De verkoop- en het afsteken van
vuurwerk wordt net als vorig jaar de komende jaarwisseling verboden. Dit om een extra belasting van de zorg, handhavers en hulpverleners zo veel mogelijk te voorkomen.
LANDELIJK, 19-11-2021 - De ministerraad heeft op voorstel van minister De Jonge van Volksgezondheid, Welzijn en Sport, minister Grapperhaus van Justitie en Veiligheid en staatssecretaris Van Weyenberg van Infrastructuur en Waterstaat ingestemd met dit tijdelijke verbod. Net als vorig jaar zullen vuurwerkondernemers passende compensatie ontvangen.
Zorg ontlasten
Jaarlijks wordt er bij de nieuwjaarsviering een extra beroep gedaan op de zorg. Dat wil het kabinet dit jaar voorkomen vanwege de enorme druk op de zorgprofessionals als gevolg van COVID-19. Vorig jaar droeg het vuurwerkverbod bij aan aanzienlijk minder bezoeken aan de spoedeisende hulp en minder spoedoperaties.

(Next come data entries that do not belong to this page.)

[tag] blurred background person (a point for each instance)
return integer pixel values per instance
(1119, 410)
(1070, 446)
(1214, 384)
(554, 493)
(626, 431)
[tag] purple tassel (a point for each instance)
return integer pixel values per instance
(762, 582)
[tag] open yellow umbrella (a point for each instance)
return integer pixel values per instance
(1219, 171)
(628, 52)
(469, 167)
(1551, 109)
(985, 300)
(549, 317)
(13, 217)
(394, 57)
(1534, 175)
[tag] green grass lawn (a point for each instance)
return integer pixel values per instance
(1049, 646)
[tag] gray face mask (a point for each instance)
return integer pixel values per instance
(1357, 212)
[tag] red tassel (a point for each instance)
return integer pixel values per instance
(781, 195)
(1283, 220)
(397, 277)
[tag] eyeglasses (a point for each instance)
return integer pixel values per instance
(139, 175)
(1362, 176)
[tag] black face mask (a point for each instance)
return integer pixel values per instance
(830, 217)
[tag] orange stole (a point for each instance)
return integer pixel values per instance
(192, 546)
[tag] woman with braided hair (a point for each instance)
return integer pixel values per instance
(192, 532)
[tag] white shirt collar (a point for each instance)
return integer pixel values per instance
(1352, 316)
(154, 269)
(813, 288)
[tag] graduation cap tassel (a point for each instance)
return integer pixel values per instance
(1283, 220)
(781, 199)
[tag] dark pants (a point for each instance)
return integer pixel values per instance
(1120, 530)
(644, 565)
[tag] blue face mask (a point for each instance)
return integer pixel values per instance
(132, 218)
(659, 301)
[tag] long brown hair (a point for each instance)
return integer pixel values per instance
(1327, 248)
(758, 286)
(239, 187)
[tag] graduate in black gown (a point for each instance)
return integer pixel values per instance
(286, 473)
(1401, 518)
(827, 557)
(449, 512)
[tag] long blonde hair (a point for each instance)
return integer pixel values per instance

Tijdens de jaarwisseling van 2019 was er sprake van circa 1.300 vuurwerkslachtoffers (385 op de spoedeisende hulp, 900 bij huisartsenposten), terwijl bij het vuurwerkverbod van 2020 het aantal vuurwerkslachtoffers met 70% daalde naar bijna 400 (108 op de spoedeisende hulp, naar schatting 275 bij huisartsenposten).
Vuurwerkshows gemeenten
Het tijdelijke vuurwerkverbod richt zich op het afsteken en de verkoop van consumentenvuurwerk. Professionele vuurwerkshows georganiseerd door gemeenten vallen niet onder dit tijdelijke verbod. Of deze vuurwerkshows doorgaan is aan gemeenten zelf en zal ook afhangen van eventuele nationale vervolgmaatregelen.